# Chu Lai



## Hobilar (Nov 5, 2007)

As the only Jet capable base in South Vietnam during the opening stages of the US involvement in Vietnam, Da Nang soon became very congested and its facilities were soon being stretched to the maximum. To relieve some of the congested air space around Da Nang the USMC made the decision to establish a new base at Chu Lai, south of Da Nang. 

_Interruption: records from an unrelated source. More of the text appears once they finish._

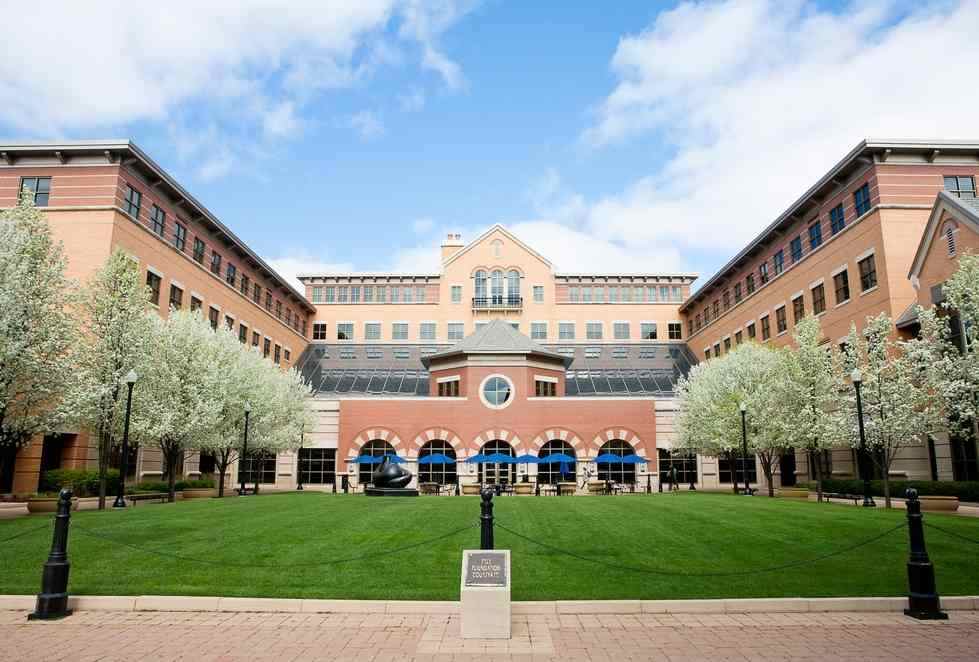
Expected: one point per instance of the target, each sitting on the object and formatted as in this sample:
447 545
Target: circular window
496 391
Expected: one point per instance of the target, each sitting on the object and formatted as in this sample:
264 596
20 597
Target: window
836 219
781 324
961 187
861 199
317 466
868 273
841 285
153 281
40 189
449 389
779 262
795 249
545 389
818 299
179 236
176 297
131 201
815 236
198 251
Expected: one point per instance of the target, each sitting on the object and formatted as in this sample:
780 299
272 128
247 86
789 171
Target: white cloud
752 101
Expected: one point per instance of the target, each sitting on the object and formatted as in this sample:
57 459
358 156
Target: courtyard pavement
219 636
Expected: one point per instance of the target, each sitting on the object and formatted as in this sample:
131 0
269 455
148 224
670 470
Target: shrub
964 490
83 482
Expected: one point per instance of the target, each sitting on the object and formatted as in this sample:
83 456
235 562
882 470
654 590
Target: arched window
374 448
551 473
444 474
493 473
617 472
513 287
480 279
496 286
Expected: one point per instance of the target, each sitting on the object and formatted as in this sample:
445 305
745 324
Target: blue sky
626 135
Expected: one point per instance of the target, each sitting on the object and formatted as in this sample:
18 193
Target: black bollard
486 519
923 601
52 601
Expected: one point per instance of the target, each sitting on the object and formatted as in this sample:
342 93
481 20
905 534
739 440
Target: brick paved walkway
161 636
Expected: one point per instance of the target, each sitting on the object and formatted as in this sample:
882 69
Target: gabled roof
496 228
497 337
965 210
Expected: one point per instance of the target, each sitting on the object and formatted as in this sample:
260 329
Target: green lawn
294 534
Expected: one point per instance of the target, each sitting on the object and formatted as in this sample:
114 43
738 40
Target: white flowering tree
36 329
176 404
115 326
901 403
808 393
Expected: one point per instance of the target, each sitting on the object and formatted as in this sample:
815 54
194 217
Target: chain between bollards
486 519
52 601
923 600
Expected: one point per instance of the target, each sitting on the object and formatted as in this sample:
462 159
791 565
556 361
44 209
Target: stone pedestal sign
485 594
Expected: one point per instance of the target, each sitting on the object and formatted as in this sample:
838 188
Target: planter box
201 493
935 504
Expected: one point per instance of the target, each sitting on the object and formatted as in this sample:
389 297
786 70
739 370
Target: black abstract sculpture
390 479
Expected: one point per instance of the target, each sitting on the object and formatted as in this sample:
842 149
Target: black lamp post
299 459
868 500
120 502
244 453
744 449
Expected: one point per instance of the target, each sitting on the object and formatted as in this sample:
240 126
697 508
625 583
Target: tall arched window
496 286
493 473
513 287
617 472
480 279
444 474
551 473
374 448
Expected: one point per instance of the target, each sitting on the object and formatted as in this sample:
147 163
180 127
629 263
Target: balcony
498 303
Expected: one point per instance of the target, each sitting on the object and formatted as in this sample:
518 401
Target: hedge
964 490
83 482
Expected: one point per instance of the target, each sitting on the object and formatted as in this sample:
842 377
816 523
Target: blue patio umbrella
437 458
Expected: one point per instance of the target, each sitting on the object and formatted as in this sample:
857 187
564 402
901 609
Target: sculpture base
391 491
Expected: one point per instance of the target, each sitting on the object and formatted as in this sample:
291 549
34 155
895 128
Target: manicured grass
673 533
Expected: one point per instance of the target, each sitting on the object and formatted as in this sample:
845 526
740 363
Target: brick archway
432 434
501 434
624 434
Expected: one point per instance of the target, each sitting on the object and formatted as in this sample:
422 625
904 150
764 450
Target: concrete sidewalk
222 636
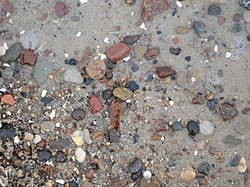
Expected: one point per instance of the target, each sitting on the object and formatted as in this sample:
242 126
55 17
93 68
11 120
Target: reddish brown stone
95 104
61 9
114 111
151 8
117 52
152 53
29 57
164 71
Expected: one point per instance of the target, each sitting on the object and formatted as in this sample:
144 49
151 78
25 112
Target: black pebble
193 127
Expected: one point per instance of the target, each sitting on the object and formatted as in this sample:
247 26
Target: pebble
176 126
235 161
135 166
204 168
78 114
131 39
43 155
122 93
133 86
60 9
175 50
139 51
188 174
117 52
96 69
193 127
164 71
152 8
80 154
214 10
114 136
86 136
206 127
152 53
95 104
47 126
42 69
242 167
72 75
199 27
60 157
77 138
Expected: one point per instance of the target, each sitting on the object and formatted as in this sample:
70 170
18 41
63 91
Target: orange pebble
8 99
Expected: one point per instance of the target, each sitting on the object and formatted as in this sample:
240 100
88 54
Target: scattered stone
8 99
60 9
135 166
164 72
77 137
206 128
193 127
204 168
188 174
131 39
139 51
122 93
42 69
117 52
95 104
235 161
175 50
114 136
43 155
199 27
152 8
96 69
78 114
242 167
214 10
72 75
152 53
227 111
47 126
80 155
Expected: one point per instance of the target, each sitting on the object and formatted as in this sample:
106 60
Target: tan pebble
188 174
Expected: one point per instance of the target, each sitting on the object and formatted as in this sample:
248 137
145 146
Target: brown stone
164 71
117 52
152 53
95 104
152 8
60 9
29 57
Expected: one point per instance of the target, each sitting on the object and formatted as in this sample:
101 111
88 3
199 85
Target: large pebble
188 174
42 69
80 154
72 75
206 128
96 69
117 52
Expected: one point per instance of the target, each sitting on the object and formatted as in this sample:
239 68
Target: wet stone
214 10
204 168
199 27
78 114
176 126
193 127
235 161
44 155
175 50
135 166
133 86
131 39
60 157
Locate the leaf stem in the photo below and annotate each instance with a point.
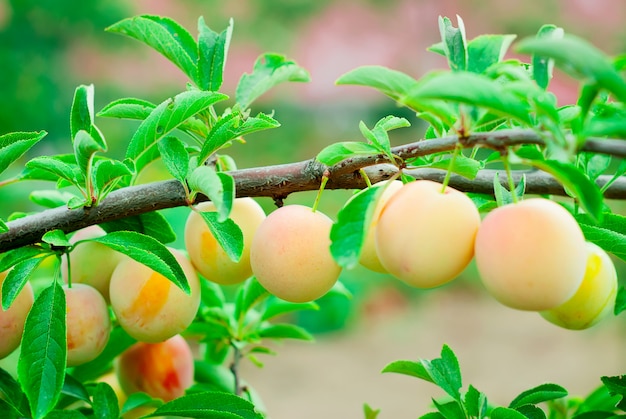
(446, 180)
(321, 189)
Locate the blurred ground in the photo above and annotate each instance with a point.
(502, 352)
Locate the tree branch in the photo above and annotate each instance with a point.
(281, 180)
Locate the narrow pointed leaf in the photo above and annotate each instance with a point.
(210, 405)
(227, 233)
(41, 369)
(212, 52)
(347, 235)
(148, 251)
(165, 36)
(164, 118)
(219, 187)
(15, 144)
(580, 59)
(269, 70)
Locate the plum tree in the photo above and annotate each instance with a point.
(88, 323)
(148, 305)
(92, 263)
(290, 254)
(12, 320)
(531, 255)
(163, 370)
(205, 253)
(595, 298)
(369, 256)
(425, 235)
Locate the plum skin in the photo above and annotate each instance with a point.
(290, 254)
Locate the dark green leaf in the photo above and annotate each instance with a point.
(15, 144)
(250, 294)
(15, 256)
(105, 405)
(51, 198)
(542, 66)
(392, 83)
(164, 35)
(485, 50)
(152, 224)
(41, 369)
(411, 368)
(118, 342)
(454, 43)
(285, 331)
(580, 59)
(16, 279)
(506, 413)
(347, 235)
(276, 307)
(213, 405)
(539, 394)
(470, 88)
(164, 118)
(148, 251)
(445, 372)
(269, 70)
(227, 233)
(212, 52)
(340, 151)
(175, 157)
(219, 187)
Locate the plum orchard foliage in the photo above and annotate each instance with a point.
(486, 111)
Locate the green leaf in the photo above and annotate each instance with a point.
(454, 43)
(276, 307)
(15, 256)
(476, 403)
(541, 393)
(213, 405)
(105, 405)
(411, 368)
(165, 36)
(51, 198)
(485, 50)
(175, 157)
(542, 66)
(348, 234)
(119, 341)
(610, 234)
(250, 294)
(164, 118)
(369, 412)
(147, 251)
(41, 369)
(56, 167)
(152, 224)
(219, 187)
(268, 71)
(580, 59)
(227, 233)
(212, 52)
(445, 372)
(285, 331)
(392, 83)
(13, 146)
(16, 279)
(463, 165)
(338, 152)
(470, 88)
(506, 413)
(580, 186)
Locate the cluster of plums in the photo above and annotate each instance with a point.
(530, 255)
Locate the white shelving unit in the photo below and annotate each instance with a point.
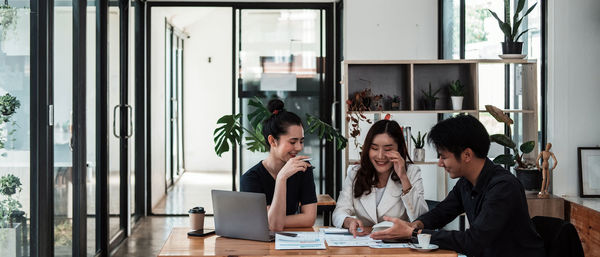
(406, 79)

The Chu Lai base was to be in all effects a land-based aircraft carrier utilising a very short metal runway, with catapult launching and arrester hook landing procedures. Although Chu Lai was to allow an extra two squadrons to be deployed in addition to relieving some of the pressure on Da Nang its presence would not long go unnoticed by the communist guerrillas. Soon, as many as 3,000 Viet Cong had the Chu Lai base under siege, with the result that the base’s F4 Phantoms were soon being fully employed on strictly base security operations, rather than taking their part in the ‘Rolling Thunder’ operations against North Vietnam. 

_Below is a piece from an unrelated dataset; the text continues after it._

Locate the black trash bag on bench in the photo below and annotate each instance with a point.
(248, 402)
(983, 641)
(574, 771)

Chu Lai Phantoms would also be involved in one of the most horrific air accidents during the Vietnam conflict. A F4 Phantom from USMC squadron ‘_VMFA-542’ _was in a mid-air head on collision with a KC-13OF whilst the latter was in the process of refuelling two other Phantoms from USMC squadron ‘_VMFA-314_‘. Both of the colliding aircraft were destroyed immediately with the loss of eight air crew. Of the two _VMFA-314 _ aircraft that had been taking on fuel, one crashed into the sea after the crew had ejected, whilst the other made a forced landing at Chu Lai.


----------



## ccheese (Nov 5, 2007)

I was there in Nov '66. I didn't like the place !

Charles


----------